Foi o que Denzel Washington disse a Will Smith no que deveria ser o maior momento de sua vida, quando depois de 4 indicações ao prêmio da academia e décadas de uma carreira exemplar, o ator finalmente obteve sua primeira estatueta de melhor ator por sua atuação como o pai das irmãs Williams, no maravilhoso, King Richard.
Will sempre foi uma figura familiar para maioria dos adolescentes criados nos anos 90 e 2000. Ele foi nosso primo mais velho descolado, que se vestia bem, sabia de música e cinema, era bonito e estiloso, inteligente e nos despertava consciência social e racial, mesmo quando nós nem sabíamos o que era isso. A sua série de estreia — Um Maluco No Pedaço — fazia parte da nossa rotina e era muito raro alguém que não conhecesse e gostasse do jovem Will, que com o passar dos anos construiu uma carreira no cinema, na música, como produtor, realizador e também escritor, se tornando um exemplo, junto com sua família. E, acredito, que muita gente esperava por esse momento de reconhecimento, não só por sua atuação como Richard Williams, mas também por toda essa sua carreira acompanhada “de perto” por todos os seus fãs.

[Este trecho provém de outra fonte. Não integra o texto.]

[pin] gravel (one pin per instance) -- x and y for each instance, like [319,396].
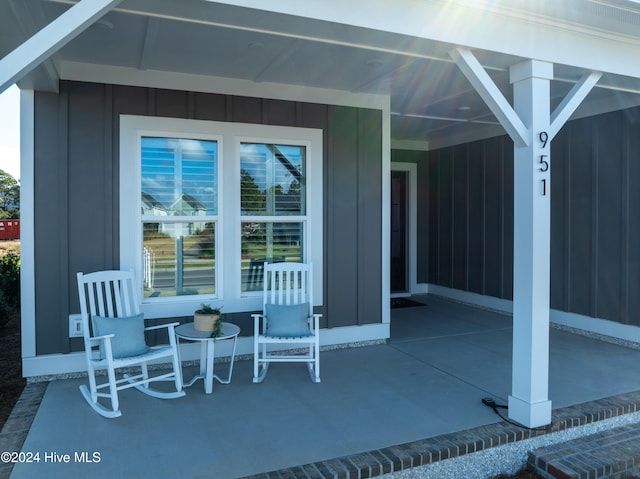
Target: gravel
[507,459]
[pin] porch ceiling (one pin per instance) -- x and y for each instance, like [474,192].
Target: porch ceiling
[431,100]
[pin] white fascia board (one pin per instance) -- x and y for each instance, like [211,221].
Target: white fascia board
[56,364]
[50,39]
[221,85]
[476,25]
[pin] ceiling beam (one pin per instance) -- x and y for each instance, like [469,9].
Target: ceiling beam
[491,95]
[572,101]
[50,39]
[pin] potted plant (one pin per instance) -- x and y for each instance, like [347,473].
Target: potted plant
[207,319]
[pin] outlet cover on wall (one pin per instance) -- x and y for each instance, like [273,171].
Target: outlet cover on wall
[75,326]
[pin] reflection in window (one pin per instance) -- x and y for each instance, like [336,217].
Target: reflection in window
[271,243]
[272,179]
[272,188]
[179,181]
[179,259]
[179,177]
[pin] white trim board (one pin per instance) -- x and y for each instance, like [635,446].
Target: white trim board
[56,364]
[227,86]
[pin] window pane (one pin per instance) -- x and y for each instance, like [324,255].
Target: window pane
[272,179]
[179,259]
[179,177]
[270,242]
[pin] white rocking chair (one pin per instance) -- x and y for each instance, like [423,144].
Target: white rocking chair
[111,320]
[287,321]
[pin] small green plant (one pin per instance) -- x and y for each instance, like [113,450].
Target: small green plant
[207,309]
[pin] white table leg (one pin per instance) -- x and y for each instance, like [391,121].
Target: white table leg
[233,355]
[208,382]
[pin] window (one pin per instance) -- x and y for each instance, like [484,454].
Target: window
[273,207]
[203,205]
[178,183]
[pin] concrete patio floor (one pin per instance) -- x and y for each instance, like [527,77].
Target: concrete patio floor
[428,380]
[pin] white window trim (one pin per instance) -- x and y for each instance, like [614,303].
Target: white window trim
[228,231]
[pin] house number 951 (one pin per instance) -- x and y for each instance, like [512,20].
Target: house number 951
[544,164]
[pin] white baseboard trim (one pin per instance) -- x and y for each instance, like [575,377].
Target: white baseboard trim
[61,364]
[488,302]
[604,327]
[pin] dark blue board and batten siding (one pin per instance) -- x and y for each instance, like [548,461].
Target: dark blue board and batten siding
[77,196]
[595,217]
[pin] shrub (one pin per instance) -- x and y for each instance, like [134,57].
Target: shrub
[10,279]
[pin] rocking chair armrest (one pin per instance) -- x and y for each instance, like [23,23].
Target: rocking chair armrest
[101,338]
[160,326]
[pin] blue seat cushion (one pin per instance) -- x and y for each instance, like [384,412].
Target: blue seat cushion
[128,331]
[287,320]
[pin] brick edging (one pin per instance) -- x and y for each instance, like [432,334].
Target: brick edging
[15,429]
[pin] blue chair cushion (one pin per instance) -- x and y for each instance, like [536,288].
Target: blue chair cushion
[128,339]
[287,320]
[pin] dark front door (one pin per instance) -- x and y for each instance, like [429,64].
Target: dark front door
[399,191]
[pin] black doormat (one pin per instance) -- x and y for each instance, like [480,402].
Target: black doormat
[404,303]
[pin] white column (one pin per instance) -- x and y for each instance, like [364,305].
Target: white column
[529,403]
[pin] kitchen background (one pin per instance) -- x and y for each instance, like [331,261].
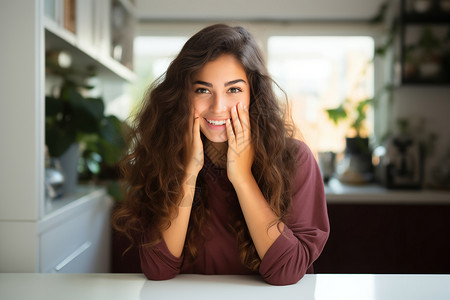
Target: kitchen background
[97,57]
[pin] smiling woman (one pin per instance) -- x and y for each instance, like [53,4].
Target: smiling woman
[216,182]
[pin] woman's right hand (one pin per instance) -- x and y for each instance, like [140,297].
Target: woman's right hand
[194,148]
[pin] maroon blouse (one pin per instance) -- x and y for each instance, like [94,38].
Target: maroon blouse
[289,257]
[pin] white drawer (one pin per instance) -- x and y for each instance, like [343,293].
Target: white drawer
[79,243]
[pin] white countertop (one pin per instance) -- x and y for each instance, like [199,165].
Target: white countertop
[337,192]
[187,287]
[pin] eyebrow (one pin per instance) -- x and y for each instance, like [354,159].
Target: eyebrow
[226,83]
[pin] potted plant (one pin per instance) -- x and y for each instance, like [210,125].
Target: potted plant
[356,166]
[76,127]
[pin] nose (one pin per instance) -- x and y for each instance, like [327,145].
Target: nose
[218,104]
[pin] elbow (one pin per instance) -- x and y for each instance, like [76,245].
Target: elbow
[284,280]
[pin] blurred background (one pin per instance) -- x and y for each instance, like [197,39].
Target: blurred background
[367,83]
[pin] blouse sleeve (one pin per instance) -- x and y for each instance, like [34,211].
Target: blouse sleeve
[306,230]
[157,262]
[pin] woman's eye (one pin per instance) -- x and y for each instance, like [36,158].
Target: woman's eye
[201,91]
[235,90]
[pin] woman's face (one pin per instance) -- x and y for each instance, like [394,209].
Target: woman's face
[217,87]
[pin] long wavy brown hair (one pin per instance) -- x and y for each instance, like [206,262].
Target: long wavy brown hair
[153,168]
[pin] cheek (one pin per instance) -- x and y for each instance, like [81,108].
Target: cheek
[199,106]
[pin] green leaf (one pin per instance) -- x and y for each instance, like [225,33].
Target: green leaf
[337,114]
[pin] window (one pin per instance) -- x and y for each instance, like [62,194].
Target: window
[318,73]
[153,55]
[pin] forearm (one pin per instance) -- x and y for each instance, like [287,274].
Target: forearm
[261,221]
[175,235]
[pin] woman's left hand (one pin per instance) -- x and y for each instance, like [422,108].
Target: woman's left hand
[240,153]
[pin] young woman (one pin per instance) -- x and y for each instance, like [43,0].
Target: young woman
[216,182]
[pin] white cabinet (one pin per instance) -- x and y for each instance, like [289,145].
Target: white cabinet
[38,234]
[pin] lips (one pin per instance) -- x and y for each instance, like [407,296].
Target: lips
[216,122]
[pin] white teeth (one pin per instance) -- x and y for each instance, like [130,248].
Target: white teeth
[213,122]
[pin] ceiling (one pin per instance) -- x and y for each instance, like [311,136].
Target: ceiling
[256,10]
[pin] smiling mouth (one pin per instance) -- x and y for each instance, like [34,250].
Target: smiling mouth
[216,122]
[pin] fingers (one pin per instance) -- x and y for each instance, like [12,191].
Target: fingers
[245,119]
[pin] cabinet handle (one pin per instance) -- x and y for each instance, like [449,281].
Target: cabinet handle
[72,256]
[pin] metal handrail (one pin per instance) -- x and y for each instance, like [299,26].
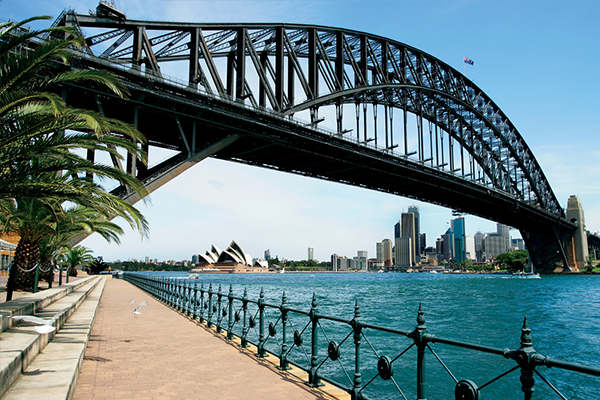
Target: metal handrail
[248,319]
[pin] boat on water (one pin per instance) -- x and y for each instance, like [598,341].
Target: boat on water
[527,273]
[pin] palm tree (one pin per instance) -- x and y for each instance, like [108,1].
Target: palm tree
[38,131]
[76,256]
[39,171]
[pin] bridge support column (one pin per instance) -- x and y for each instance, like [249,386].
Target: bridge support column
[578,250]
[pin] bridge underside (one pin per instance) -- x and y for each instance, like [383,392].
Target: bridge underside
[200,126]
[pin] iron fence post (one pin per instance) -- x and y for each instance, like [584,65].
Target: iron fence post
[195,301]
[357,328]
[36,277]
[261,322]
[245,326]
[230,325]
[201,302]
[209,315]
[313,377]
[420,337]
[219,316]
[284,365]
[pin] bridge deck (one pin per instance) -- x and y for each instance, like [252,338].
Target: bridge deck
[164,355]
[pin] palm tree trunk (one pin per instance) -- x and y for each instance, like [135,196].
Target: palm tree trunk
[23,272]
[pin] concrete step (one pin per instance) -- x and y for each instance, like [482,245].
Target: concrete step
[35,302]
[22,345]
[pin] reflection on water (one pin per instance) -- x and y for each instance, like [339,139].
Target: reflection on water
[563,313]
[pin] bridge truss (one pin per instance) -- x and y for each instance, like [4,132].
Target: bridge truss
[377,114]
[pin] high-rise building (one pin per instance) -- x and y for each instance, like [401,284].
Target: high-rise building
[379,254]
[418,247]
[458,227]
[339,263]
[403,252]
[408,231]
[387,252]
[479,253]
[448,245]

Porém, pouco se falou e se fala até hoje do seu maior momento, pois como previsto por Denzel, o diabo atentou e no dia seguinte só se falava nisso. O momento protagonizado por Smith e pelo comediante Chris Rock, que fez um comentário de muito mal gosto sobre a situação de Jada Pinkett Smith — esposa de Will — sobre uma doença que acarreta na perda de cabelo. A doença sofrida por Jada, já havia sido comentada em seu programa de TV e em suas redes sociais e pela proximidade de Rock com a família Smith, supunha-se que também era de conhecimento do ator. O fato é que, após o comentário, Will subiu no palco e deu um tapa na cara de Chris. Após isso, uma série de coisas aconteceram, como processos, perda do prêmio, perda da cadeira que Will ocupava na Academia, um afastamento de 10 anos das atividades relacionadas a mesma, uma internação e fora o que não sabemos ainda.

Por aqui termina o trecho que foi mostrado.